In March 2020, Kelly pleaded not guilty in Chicago to an updated federal indictment that included child pornography charges and allegations involving a new accuser.

Five months later, federal prosecutors announced charges against three men accused of threatening and intimidating women who have accused Kelly of abuse, including one man suspected of setting fire to a vehicle in Florida.

2021 - Kelly faces federal trial in New York

Kelly’s federal trial in New York began on 18 August 2021.
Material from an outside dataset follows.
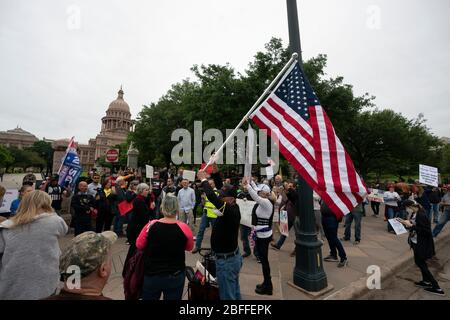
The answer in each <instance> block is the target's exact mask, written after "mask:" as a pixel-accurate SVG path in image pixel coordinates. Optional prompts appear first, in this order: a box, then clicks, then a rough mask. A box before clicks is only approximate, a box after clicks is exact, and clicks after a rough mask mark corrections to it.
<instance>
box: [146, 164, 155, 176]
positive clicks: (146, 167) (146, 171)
mask: <svg viewBox="0 0 450 320" xmlns="http://www.w3.org/2000/svg"><path fill="white" fill-rule="evenodd" d="M145 171H146V172H145V173H146V177H147V179H153V167H152V166H149V165H145Z"/></svg>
Just over a month later, he was found guilty of one count of racketeering, with 14 underlying acts that included sexual exploitation of a child, kidnapping, bribery, and sex trafficking charges. He was also convicted on eight additional counts of violations of the Mann Act, which makes it illegal to take anyone across state lines “for any immoral purpose”.

Kelly was sentenced to 30 years in prison in the New York case in June 2022.

The punishment exceeded both the “excess of 25 years” recommended by federal prosecutors and the 10 years requested by the defence, which argued that any longer would be “tantamount to a death sentence”.

US District Judge Ann Donnelly also slapped Kelly with a $100,000 fine, after prosecutors asked for $50,000 to $250,000.

The judge said she would’ve handed down the prison term regardless of sentencing guidelines, adding that: “The public has to be protected from behaviors like this.”

2022 - Chicago trial begins

Kelly’s trial in federal court in Chicago on charges of child pornography and obstruction of justice began on 15 August with jury selection.

He stands accused of enticing minors for sex, of producing child pornography and of fixing his 2008 state child pornography trial at which he was acquitted.

One central focus of the trial will be on whether Kelly threatened and paid off a girl with whom he allegedly videotaped himself having sex when he was about 30 and she was no older than 14. That’s the allegation underpinning another of the charges against Kelly, conspiracy to obstruct justice.

Some jurors in the 2008 child pornography trial who acquitted Kelly later explained that they felt they had no choice because the girl did not testify. The woman, now in her 30s and referred to in court filings only as “Minor 1,” will be the government’s star witness in the federal trial that’s expected to last four weeks.

Days before the trial began, Kelly’s fiancée Joycelyn Savage - one of his alleged victims - announced she is pregnant with his child. His legal team denied the claim.